I also detest "Sky Kid" but I think here I'm just being perverse; the game has a horrifically cute, bright color scheme that for some reason pisses me off, and the stupid control ("let's do a loop-de-loop again! Oh, strafe that truck--oops, couldn't steer downward sharply enough. Uh, let's do a loop-de-loop!") and gratingly sharp sound effects make me want to flee.
"Motos" is a unique tate arena battle game where you try to bounce enemies off the floating platform in the sky--simple yet elegant control, strong graphic design and even sound, and a good difficulty curve make this fun to play even though it's quite challenging.
"Rompers," a tate maze puzzler, I really like; you play this little British-looking kid who skips around a garden maze, pushing walls over to squish monsters and collect all the keys. Watch out though, pretty soon those monsters start to push back! Very cool.
And finally "Dragon Saber," anticipated due to its vertical-shooterishness but somewhat underwhelming like its predecessor Dragon Spirit. The graphics are a lot easier on the eyes but it still plays pretty much the same way.
Vertical or "tate" mode in these games, as in all the Namco Museum releases, run on a screen rotated 90 degrees clockwise rather than the industry-standard 90 degrees anticlockwise. Kind of sucks if you have a screen set up just for vertical play, as you'll have to flip it 180 degrees if you want to enjoy vertical mode on these compilations.

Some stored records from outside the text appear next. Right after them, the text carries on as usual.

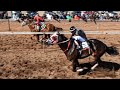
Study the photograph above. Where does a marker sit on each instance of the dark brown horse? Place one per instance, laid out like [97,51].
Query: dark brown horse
[31,24]
[96,46]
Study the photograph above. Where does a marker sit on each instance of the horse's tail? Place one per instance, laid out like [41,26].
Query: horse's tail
[112,50]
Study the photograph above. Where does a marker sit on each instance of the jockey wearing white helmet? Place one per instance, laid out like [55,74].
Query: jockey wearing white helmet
[78,37]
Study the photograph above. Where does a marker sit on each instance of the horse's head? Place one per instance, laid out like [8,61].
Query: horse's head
[25,20]
[56,38]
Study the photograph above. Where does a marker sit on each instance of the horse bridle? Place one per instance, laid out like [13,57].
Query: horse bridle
[63,41]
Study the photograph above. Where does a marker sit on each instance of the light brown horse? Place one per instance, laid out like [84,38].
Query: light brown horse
[31,24]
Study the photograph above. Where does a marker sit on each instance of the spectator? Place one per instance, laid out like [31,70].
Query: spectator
[15,15]
[68,17]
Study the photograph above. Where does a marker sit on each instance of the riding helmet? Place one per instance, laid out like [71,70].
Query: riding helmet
[72,28]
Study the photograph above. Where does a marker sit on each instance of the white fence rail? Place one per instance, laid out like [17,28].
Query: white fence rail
[87,32]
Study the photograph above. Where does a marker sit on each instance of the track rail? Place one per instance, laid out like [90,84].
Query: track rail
[87,32]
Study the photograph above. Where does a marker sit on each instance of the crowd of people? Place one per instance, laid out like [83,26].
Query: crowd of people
[64,15]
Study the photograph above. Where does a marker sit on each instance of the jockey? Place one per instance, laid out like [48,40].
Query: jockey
[54,38]
[77,37]
[38,21]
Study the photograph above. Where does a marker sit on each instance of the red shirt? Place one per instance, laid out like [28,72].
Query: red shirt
[38,19]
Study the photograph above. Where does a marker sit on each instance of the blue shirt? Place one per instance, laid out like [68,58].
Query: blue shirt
[79,38]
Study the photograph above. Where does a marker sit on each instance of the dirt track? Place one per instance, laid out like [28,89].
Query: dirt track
[21,57]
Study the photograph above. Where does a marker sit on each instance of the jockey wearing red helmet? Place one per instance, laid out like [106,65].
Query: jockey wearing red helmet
[38,20]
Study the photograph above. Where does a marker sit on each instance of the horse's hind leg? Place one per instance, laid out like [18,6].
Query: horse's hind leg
[96,63]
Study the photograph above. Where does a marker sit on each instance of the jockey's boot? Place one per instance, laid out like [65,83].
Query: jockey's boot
[78,47]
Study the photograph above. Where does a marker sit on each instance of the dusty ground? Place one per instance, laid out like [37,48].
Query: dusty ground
[23,58]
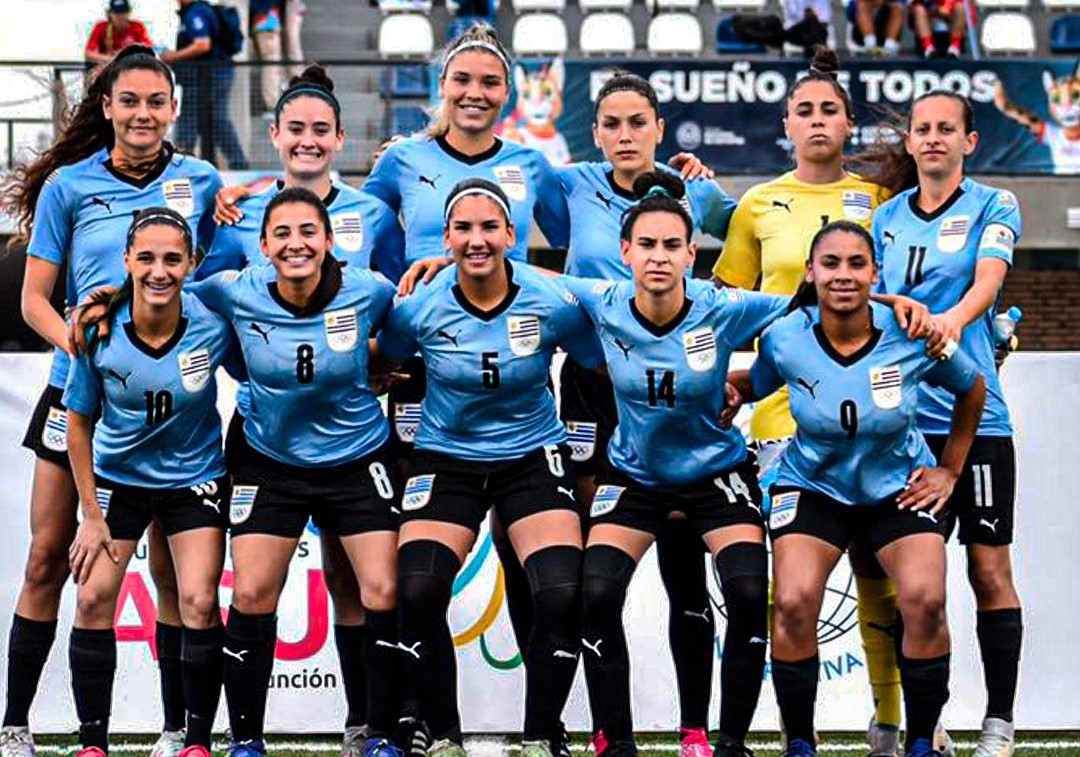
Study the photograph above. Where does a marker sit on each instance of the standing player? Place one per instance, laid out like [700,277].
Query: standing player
[156,453]
[489,438]
[308,133]
[769,240]
[859,468]
[77,202]
[948,241]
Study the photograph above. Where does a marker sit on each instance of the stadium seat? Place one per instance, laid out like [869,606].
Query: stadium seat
[606,34]
[729,43]
[539,34]
[1065,35]
[675,34]
[1008,32]
[406,35]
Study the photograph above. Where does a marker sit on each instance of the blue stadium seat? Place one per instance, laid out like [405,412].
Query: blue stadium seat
[1065,35]
[728,42]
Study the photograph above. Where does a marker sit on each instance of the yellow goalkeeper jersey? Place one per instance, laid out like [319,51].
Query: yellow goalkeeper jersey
[769,239]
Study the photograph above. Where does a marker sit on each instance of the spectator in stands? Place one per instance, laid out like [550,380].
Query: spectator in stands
[115,32]
[935,18]
[874,21]
[204,71]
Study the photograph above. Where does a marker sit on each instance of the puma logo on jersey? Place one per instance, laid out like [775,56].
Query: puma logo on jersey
[265,333]
[809,387]
[447,335]
[122,379]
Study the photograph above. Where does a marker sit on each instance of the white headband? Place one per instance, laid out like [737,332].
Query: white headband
[477,190]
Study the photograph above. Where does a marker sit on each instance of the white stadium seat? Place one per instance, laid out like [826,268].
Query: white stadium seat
[606,34]
[539,34]
[675,34]
[1008,32]
[406,35]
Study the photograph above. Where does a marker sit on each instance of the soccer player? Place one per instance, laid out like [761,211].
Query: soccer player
[948,241]
[156,453]
[308,132]
[76,201]
[489,437]
[859,468]
[768,240]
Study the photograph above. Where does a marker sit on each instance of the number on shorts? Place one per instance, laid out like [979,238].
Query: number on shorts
[382,483]
[554,461]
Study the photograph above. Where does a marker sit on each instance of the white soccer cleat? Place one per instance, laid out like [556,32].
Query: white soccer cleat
[15,741]
[996,739]
[169,744]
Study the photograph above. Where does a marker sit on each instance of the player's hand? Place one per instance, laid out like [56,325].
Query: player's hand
[91,540]
[421,272]
[732,401]
[226,211]
[928,488]
[690,166]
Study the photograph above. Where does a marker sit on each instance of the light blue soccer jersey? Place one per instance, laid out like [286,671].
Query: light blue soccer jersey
[596,208]
[159,426]
[856,440]
[310,402]
[487,372]
[932,257]
[669,381]
[415,176]
[365,231]
[85,208]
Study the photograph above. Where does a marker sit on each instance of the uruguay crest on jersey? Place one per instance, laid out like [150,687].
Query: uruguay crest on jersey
[700,348]
[953,233]
[179,195]
[194,369]
[348,231]
[512,180]
[887,387]
[342,332]
[524,334]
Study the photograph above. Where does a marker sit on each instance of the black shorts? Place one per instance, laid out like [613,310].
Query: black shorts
[810,513]
[450,490]
[275,499]
[403,408]
[46,434]
[130,509]
[586,407]
[984,499]
[729,498]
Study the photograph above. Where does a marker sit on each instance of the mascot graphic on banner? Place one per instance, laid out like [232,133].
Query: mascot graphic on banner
[539,105]
[1062,132]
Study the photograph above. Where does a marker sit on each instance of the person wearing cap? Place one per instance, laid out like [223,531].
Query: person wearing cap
[115,32]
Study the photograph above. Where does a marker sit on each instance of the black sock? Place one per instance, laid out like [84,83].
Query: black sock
[691,629]
[926,691]
[28,646]
[171,670]
[202,661]
[386,672]
[248,662]
[796,684]
[742,568]
[349,640]
[92,656]
[1000,637]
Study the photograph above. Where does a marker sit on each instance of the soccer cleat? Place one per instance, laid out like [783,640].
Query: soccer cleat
[797,747]
[445,747]
[996,739]
[15,741]
[882,740]
[693,742]
[169,744]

|Well goll durn me, I forgot that Rolling Thunder runs slow on a PS2. Crapdoodle.|
|Might be worth noting that Rolling Thunder runs at normal speed on a PS3--well, on my original 60 GB Japanese PS3, anyway. Pretty cool.|
Also, finally noticed that Motos has an interesting powerup system: you can pick up jump wings or power boosters in some levels, but these don't kick in right away. Between stages, you get a chance to activate your wings, and as many power boosters as you like. These will last ONLY for the next stage, so it introduces a strategy in hoarding resources that's fairly unusual in an action game like this.